Tracking your Lifestyle
But, if you think about it, devices like these are used to track important health metrics like your heart rate, the amount of exercise you do and how much you sleep. Some even allow user inputs to record the amount and variety of food consumed, the type of exercise being performed, and “goal versus actual” scenarios.
This is exactly the type of data that Health and Life Insurance companies use to calculate how risky you are to their bottom-line. Statistically, people who exercise well, sleep well and enjoy healthy heart-rate ranges are less likely to require health insurers to pay up. People who regularly set goals which are later not achieved can be statistically profiled by actuaries for longevity.
Its in the Contract
Ordinarily, insurers cannot get their hands on this sort of personal information but that might be about to change. According to some recent reports, insurance companies are starting to include data-gathering clauses in their contracts. The data is your personal health-tracking information harvested from your wearable devices.

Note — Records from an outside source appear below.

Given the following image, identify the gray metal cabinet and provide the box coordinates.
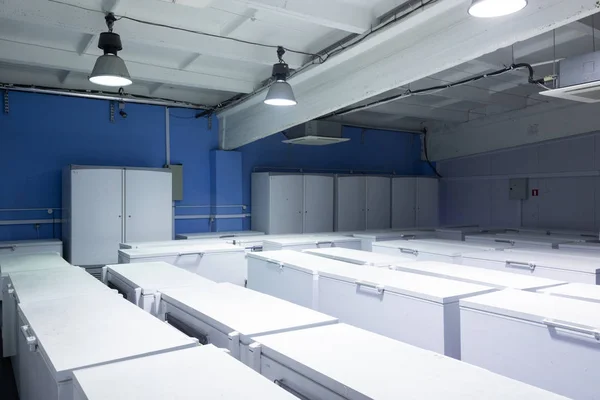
[334,175,391,232]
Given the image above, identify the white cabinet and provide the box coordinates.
[460,289,600,399]
[335,176,391,231]
[251,173,334,234]
[392,177,439,229]
[62,166,173,266]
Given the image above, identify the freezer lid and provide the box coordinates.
[159,283,338,339]
[106,262,217,294]
[71,345,297,399]
[253,324,567,400]
[178,231,265,239]
[494,233,577,245]
[352,231,433,240]
[462,251,600,274]
[559,242,600,252]
[118,243,245,259]
[303,248,415,267]
[0,239,62,249]
[371,240,497,256]
[247,250,368,275]
[230,235,299,246]
[9,267,113,304]
[18,293,197,382]
[119,238,227,249]
[539,283,600,304]
[461,289,600,329]
[0,253,70,275]
[264,235,361,246]
[318,265,495,304]
[394,261,566,290]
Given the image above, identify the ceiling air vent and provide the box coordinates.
[539,50,600,103]
[282,121,349,146]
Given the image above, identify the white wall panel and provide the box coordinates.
[489,147,538,176]
[537,136,595,173]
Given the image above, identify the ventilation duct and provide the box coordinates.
[282,121,349,146]
[539,50,600,103]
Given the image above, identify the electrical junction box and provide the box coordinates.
[509,178,528,200]
[165,164,183,201]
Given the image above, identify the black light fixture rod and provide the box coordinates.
[105,12,117,32]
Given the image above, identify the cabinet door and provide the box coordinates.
[335,176,366,231]
[366,177,391,230]
[392,178,416,229]
[71,168,123,266]
[125,169,173,242]
[304,175,334,233]
[269,175,304,234]
[416,178,439,228]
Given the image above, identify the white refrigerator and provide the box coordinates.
[391,177,439,229]
[247,324,565,400]
[62,165,173,266]
[461,289,600,399]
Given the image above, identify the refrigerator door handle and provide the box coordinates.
[399,248,418,256]
[20,325,37,352]
[495,239,515,245]
[355,280,385,294]
[266,260,285,270]
[543,319,600,341]
[505,261,536,271]
[177,251,205,257]
[274,380,311,400]
[0,245,16,252]
[315,241,334,247]
[219,235,235,239]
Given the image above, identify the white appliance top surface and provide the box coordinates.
[318,264,495,304]
[247,250,369,275]
[253,324,567,400]
[179,231,264,239]
[395,261,565,290]
[19,294,197,379]
[119,243,244,258]
[353,231,434,239]
[0,239,62,248]
[559,242,600,251]
[120,239,226,248]
[10,267,112,303]
[372,240,497,256]
[494,233,577,244]
[230,234,299,246]
[107,262,216,294]
[538,283,600,303]
[160,283,337,338]
[303,248,416,267]
[0,253,70,275]
[264,235,360,246]
[435,226,487,234]
[461,289,600,327]
[72,345,297,400]
[462,251,600,274]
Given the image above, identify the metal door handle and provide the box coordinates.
[177,252,204,257]
[249,246,263,252]
[0,245,16,251]
[400,235,416,240]
[20,325,37,352]
[165,313,206,345]
[355,280,385,294]
[219,235,235,239]
[543,319,600,341]
[505,261,536,271]
[266,260,284,270]
[316,241,333,247]
[274,380,311,400]
[495,239,515,245]
[399,248,418,256]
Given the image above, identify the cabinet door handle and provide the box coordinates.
[543,319,600,341]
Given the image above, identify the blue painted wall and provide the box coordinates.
[0,91,431,240]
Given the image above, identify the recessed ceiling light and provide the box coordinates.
[468,0,527,18]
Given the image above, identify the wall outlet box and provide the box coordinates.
[165,164,183,201]
[509,178,528,200]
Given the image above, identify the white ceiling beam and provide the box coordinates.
[0,0,306,68]
[218,0,599,150]
[220,9,257,37]
[368,102,470,123]
[58,70,72,84]
[0,39,255,93]
[427,101,600,161]
[77,34,98,55]
[230,0,373,33]
[179,53,202,70]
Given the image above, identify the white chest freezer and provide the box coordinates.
[118,243,247,286]
[3,267,113,361]
[0,253,71,298]
[460,289,600,399]
[228,235,300,253]
[304,247,414,267]
[466,233,575,249]
[175,231,264,240]
[119,238,227,249]
[557,242,600,256]
[71,345,298,400]
[371,240,500,263]
[461,251,600,284]
[435,226,506,241]
[263,235,362,251]
[247,250,371,309]
[16,294,198,400]
[247,323,567,400]
[538,283,600,304]
[155,283,337,364]
[353,230,436,251]
[316,265,495,358]
[0,239,63,257]
[101,262,217,314]
[393,261,566,291]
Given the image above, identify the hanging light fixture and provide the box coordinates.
[264,46,297,106]
[468,0,527,18]
[89,13,132,87]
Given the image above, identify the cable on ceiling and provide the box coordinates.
[422,128,442,178]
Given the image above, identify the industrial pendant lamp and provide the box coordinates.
[468,0,527,18]
[89,13,132,87]
[264,46,297,106]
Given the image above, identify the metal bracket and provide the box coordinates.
[3,90,8,114]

According to a recent article published by The Telegraph, information collected from these devices is already being used by some insurers to calculate variable insurance premiums. Four obvious concerns are:
- Only the healthiest customers will be offered lower premiums
- Customers who do not wear devices (or opt to turn the tracking function off) will be effectively penalised because the default higher premiums will apply
- Those customers with erratic or “non-average” sleep and exercise patterns will be negatively profiled
- Data privacy: when insurance application records were a few pages of paper filed in an office cabinet, the risk of data theft and abuse was very limited. However, with this sort of electronic data harvesting, the risks posed by hackers and errors increase exponentially.
At this point, you might think that this might just be a fringe idea being mulled over by a few insurers. This is certainly not the case, since it appears that multiple insurers have filed patents relating to something called Predictive Insurance Modelling (PIM). PIM is an innovative way to use data to predict the likelihood of health problems for insurance purposes. The data in question cannot all be arriving from publicly available sources or the questionnaires you get when your insurance salesman rushes you through when your policy starts!
Not Just your Phone and Watch
The data gathering and analysis is not just being used for Life and Health Insurance. According to the Telegraph article, there is a recent case where a car insurer notified a customer that he was driving after business hours too often. They knew this because they were gathering vehicle usage data from tracking systems in his car. The man had to explain that he worked night shifts, so the car was primarily being used for business as defined in the policy.
Here’s a Carrot! (Just Ignore the Stick for now)
So how do insurers entice customers to agree to have their personal lifestyle data harvested for these purposes, if the data can later be used by the insurers to wield the premiums stick? They use a carrot of course! “Show us your healthy lifestyle data and we will give you lower premiums!” is the message.
An example of this tactic can be seen with a certain large insurer in the USA, which gives customers the option to wear a fitness tracker, then rewards those with apparently “good” lifestyles. The reward appears to be an additional/higher cover threshold for those customers who have comparatively healthier lifestyles (of course, they presumably also have less likelihood to need higher cover thresholds). Note that the reward disappears if their lifestyles change.
Coming to Australia too?
We do not know if this type of data-gathering will become a trend in Australia, but be on the lookout. We are all for tracking and measuring health and lifestyle data, if it is used for the sole benefit of the individual being tracked. However, we are completely opposed to the idea of personal lifestyle data being used to the detriment of the individual being tracked.